By Marcy Potter, Director of Operations and Membership
Volunteers and I joined the City of Coquitlam staff to distribute bear information to targeted communities last weekend. Daily sightings of bears were being reported, and garbage was the culprit. The neighbourhood we focused on was a few blocks from where a girl was involved in a violent conflict this summer (that bear was a habituated mother with cubs, and was killed).
We needed to talk to residents about leaving garbage out. We split up in to groups, and as I was raising my hand to knock on my first door, I heard “bear!”
A large black bear was actively digging through garbage at the house, and then moved on next door where compost was left out. I followed him, took pictures, and called the staff member for the city, as the bear moved on to another part of the neighborhood. The staff had to collect evidence and talk to the people leaving garbage out.
The City of Coquitlam has given out over 200 tickets this yearat $500 each. I have to praise the City of Coquitlam for being so proactive about trying to stop these conflicts, and implementing serious fines. Unfortunately, not everyone is listening or cares. It’s a frustrating job.

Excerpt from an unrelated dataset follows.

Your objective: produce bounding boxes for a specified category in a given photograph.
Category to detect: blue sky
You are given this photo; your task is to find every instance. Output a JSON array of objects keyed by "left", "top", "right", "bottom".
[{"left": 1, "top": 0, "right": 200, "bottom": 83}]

As we moved from house to house, I heard many stories of how this neighbor or that neighbor was allegedly responsible. We also heard how some neighbours have tried talking to them those leaving out attractants no avail. One of the houses the bear was eating at was an empty house up for sale. The owners left garbage out three weeks ago when they left, didn’t set it out for pick up, and the bear was coming back for it. A few of the neighbors even called the realty company with no response.
Halfway through that day, he came out again! He was hazed (yelled at) and he took off.
We met very scared people: one man was just about to take a walk with his baby and dog, but turned around to go the opposite way, unable to go to the local park; an elderly woman who had to wait inside her house and be late for work a few mornings as the bear was sitting outside her front door on the lawn; another woman who said she walked outside one day and the bear came around the corner and they practically collided with each other; one homeowner was fixing his fence a bear had smashed when we approached him; and one man who no longer goes out for a run, and bought a treadmill. Lifestyles have had to change, even if some people don’t think it’s a problem. It’s a problem.
As we continued house to house, all I kept thinking is this bear, a majestic beautiful creature, will be dead soon. And it’s not even his fault. A smorgasbord of food was left out for him consistently, and he needs to fatten up for winter. Why wouldn’t he take advantage of that? Now he might become habituated to humans, and as they say “a fed bear is a dead bear.” It deeply upset me to think this guy won’t last too much longer, for foraging any way he can.
The Fur-Bearers has repeated over and over and over, as has this city, and every other group concerned with the well-being of wildlife. You cannot feed wildlife. You cannot leave garbage or attractants out. Because some of these people did, they may have signed the death warrant for this bear.